De Tweede Kamer reageert kritisch op het Interim Akkoord en op het voorschotbedrag dat de NAM betaald krijgt: (1) de werkelijke kosten voor de Staat zijn niet vermeld, (2) de Kamer is niet vooraf betrokken en (3) het is niet duidelijk waarvoor de NAM precies betaald wordt.

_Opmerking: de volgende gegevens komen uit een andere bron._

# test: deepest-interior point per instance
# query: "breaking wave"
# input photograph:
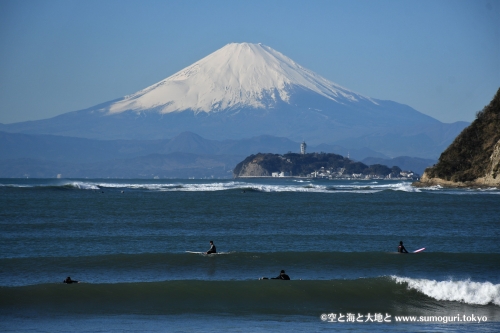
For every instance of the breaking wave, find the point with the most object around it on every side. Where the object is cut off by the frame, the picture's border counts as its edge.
(469, 292)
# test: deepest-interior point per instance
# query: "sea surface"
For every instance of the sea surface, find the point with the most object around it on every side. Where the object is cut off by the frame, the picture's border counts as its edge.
(126, 242)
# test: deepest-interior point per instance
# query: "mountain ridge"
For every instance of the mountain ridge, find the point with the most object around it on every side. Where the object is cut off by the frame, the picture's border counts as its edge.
(250, 90)
(473, 158)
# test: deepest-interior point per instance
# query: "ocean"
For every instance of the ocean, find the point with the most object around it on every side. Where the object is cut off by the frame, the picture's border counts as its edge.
(126, 241)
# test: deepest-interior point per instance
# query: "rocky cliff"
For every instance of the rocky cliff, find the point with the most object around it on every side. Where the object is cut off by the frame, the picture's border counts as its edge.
(473, 159)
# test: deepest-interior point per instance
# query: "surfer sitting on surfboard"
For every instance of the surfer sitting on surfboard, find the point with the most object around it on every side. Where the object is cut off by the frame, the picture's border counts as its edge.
(401, 248)
(282, 276)
(212, 248)
(68, 281)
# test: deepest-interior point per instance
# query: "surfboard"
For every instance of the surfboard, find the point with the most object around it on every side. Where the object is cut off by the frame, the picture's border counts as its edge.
(206, 253)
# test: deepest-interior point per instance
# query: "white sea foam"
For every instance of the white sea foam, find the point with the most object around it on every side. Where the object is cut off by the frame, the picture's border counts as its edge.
(467, 291)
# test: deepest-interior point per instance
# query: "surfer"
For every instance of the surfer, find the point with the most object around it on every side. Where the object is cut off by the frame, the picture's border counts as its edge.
(212, 248)
(401, 248)
(282, 276)
(69, 281)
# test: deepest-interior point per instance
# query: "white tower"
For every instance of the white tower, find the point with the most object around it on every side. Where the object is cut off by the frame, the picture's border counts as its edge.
(303, 147)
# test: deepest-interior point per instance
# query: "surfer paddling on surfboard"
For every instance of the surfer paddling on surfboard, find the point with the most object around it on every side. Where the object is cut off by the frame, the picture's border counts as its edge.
(282, 276)
(212, 248)
(401, 248)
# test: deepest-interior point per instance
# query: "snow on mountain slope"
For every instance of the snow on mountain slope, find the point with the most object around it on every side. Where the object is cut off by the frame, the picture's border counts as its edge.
(235, 76)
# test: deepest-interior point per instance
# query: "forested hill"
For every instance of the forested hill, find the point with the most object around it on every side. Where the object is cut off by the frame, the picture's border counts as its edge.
(473, 158)
(263, 165)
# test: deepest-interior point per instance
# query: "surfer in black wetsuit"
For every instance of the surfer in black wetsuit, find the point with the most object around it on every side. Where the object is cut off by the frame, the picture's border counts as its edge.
(282, 276)
(401, 248)
(69, 281)
(212, 248)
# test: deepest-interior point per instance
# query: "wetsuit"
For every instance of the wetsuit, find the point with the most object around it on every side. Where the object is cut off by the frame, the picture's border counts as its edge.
(401, 249)
(212, 249)
(282, 276)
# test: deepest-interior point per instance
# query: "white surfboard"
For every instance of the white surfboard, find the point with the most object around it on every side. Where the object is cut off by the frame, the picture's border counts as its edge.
(206, 253)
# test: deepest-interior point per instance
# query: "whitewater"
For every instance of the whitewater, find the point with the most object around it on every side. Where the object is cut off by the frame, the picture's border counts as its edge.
(126, 241)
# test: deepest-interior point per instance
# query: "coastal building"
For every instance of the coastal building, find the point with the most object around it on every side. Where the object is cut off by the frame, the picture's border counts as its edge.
(303, 147)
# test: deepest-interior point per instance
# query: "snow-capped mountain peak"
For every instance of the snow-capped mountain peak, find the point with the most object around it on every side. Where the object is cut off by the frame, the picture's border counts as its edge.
(235, 76)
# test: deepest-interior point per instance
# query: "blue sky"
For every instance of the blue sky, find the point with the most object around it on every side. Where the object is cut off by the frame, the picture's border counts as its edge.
(440, 57)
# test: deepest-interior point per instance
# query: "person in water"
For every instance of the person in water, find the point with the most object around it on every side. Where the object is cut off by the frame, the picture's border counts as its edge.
(68, 281)
(282, 276)
(212, 248)
(401, 248)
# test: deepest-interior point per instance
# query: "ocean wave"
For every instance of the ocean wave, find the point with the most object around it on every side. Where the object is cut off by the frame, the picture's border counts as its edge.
(306, 297)
(261, 185)
(481, 293)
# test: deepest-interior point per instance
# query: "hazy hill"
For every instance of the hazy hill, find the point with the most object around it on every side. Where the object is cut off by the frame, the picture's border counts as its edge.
(474, 156)
(406, 163)
(263, 165)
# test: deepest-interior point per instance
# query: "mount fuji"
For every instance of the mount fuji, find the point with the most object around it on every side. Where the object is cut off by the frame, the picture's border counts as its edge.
(245, 90)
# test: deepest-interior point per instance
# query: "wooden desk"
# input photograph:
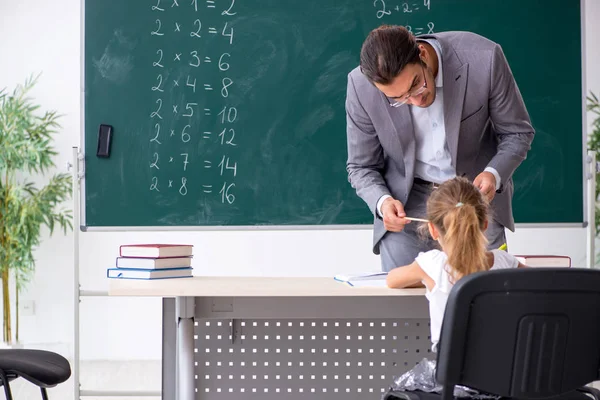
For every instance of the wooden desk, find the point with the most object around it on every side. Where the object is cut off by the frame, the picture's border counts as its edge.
(241, 299)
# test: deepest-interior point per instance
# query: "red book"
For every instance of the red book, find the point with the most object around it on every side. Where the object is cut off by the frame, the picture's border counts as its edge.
(155, 250)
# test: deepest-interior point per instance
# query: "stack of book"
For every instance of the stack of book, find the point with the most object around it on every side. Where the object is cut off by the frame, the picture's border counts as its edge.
(371, 279)
(152, 261)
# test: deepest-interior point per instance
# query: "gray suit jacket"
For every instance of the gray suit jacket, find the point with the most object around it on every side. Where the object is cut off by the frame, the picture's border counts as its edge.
(486, 121)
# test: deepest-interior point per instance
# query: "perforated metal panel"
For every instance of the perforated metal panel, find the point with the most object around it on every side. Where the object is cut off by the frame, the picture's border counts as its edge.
(305, 359)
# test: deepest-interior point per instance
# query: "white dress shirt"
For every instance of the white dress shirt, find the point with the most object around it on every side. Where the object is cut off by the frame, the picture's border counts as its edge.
(433, 161)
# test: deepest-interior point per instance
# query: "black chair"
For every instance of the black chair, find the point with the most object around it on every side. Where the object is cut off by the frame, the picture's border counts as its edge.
(42, 368)
(524, 334)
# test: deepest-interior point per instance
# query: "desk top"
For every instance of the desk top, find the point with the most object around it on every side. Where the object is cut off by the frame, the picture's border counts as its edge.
(236, 286)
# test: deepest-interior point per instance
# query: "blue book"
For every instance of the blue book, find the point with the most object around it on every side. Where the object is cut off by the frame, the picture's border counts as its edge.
(137, 273)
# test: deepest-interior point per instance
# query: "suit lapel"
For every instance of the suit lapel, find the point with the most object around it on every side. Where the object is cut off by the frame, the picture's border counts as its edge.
(404, 135)
(455, 84)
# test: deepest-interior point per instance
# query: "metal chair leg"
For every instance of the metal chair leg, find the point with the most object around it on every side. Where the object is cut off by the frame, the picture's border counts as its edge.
(6, 385)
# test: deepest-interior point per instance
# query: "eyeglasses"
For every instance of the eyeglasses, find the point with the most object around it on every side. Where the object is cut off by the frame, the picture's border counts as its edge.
(406, 97)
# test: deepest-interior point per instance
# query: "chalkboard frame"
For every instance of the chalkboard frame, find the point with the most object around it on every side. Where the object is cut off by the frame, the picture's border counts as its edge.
(79, 170)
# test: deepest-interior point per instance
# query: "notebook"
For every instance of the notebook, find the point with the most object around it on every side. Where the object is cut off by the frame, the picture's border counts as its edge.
(167, 273)
(153, 263)
(544, 260)
(155, 250)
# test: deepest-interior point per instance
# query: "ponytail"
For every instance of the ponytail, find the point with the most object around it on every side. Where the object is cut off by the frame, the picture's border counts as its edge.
(459, 212)
(464, 241)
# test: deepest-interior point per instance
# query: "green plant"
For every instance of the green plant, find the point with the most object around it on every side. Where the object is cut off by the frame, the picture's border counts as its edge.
(593, 105)
(26, 150)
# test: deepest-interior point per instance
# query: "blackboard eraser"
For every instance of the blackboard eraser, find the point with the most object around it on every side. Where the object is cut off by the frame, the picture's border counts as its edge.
(104, 140)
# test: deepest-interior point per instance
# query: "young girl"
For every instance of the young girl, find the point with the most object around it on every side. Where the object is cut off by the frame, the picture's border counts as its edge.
(457, 215)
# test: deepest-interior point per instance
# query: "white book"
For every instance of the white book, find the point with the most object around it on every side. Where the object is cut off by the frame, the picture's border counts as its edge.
(122, 273)
(153, 263)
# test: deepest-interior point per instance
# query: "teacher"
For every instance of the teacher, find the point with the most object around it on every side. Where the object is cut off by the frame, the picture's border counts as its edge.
(421, 110)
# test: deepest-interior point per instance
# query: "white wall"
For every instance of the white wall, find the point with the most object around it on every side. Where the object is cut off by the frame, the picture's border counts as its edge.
(40, 36)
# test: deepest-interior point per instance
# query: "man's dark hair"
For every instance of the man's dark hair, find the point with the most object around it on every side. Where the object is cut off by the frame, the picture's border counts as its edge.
(386, 51)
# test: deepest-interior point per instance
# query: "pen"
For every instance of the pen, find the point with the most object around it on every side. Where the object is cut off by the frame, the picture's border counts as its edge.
(416, 219)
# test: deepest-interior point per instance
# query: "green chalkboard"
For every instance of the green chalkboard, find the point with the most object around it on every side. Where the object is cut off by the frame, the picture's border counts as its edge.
(231, 112)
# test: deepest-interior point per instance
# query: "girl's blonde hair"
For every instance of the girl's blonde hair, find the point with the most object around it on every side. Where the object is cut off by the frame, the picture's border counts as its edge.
(459, 212)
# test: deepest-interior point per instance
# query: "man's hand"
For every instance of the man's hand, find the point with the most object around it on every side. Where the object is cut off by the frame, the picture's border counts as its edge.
(393, 215)
(486, 182)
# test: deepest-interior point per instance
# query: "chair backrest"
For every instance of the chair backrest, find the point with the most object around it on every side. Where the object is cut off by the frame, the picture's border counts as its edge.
(522, 333)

Wat het eerste punt betreft wordt na doorvragen van de Kamer duidelijk dat de 90 miljoen euro een nettobedrag is voor de NAM, maar niet het hogere brutobedrag dat feitelijk is verrekend.184 Daarmee blijkt het kabinet geen consequente wijze van presenteren van bedragen aan de Kamer te hanteren. Eerder, bij de presentatie van het Akkoord op Hoofdlijnen in juni 2018, gebeurt het omgekeerde. Toen las de Kamer in de brief daarover dat de NAM een bijdrage van 500 miljoen euro levert aan herstel in Groningen. Deze bijdrage is het brutobedrag. Bij doorvragen door de Kamer blijkt dat rekening houdend met de afdrachtenderving, een groot deel hiervan (omgerekend 365 miljoen) als gederfde inkomsten ook voor rekening van de Staat komt (zie ook paragraaf 8.5.2 van hoofdstuk 8).185

Wat het tweede en derde punt betreft vraagt de Kamer in een kort plenair debat ter afronding van een commissievergadering over Groningen op 25 september 2019 aandacht voor de informatiepositie en het budgetrecht van de Kamer. Zo wordt met algemene stemmen de motie-Agnes Mulder c.s. aangenomen, waarin de regering wordt verzocht ‘de Kamer regelmatig en tijdig te informeren over de onderhandelingen, gelet op de mogelijke grote financiële consequenties en het recht op informatie van de Kamer’. 186 Ook besluit de Kamer de parlementair advocaat een eigenstandige analyse te laten maken van de juridische positie van de Staat en het budgetrecht van de Kamer rondom de compensatie van de NAM. Advocatenkantoor AKD voert deze analyse uit en concludeert onder andere dat de afspraken

183 Kamerstuk II 2018/19, 33529, nr. 678.

184 Kamerstuk II 2019/20, 35470-XIII, nr. 5, vraag 1.

185 Kamerstuk II 2017/18, 33529, nr. 497.

186 Kamerstuk II 2019/20, 33529, nr. 686.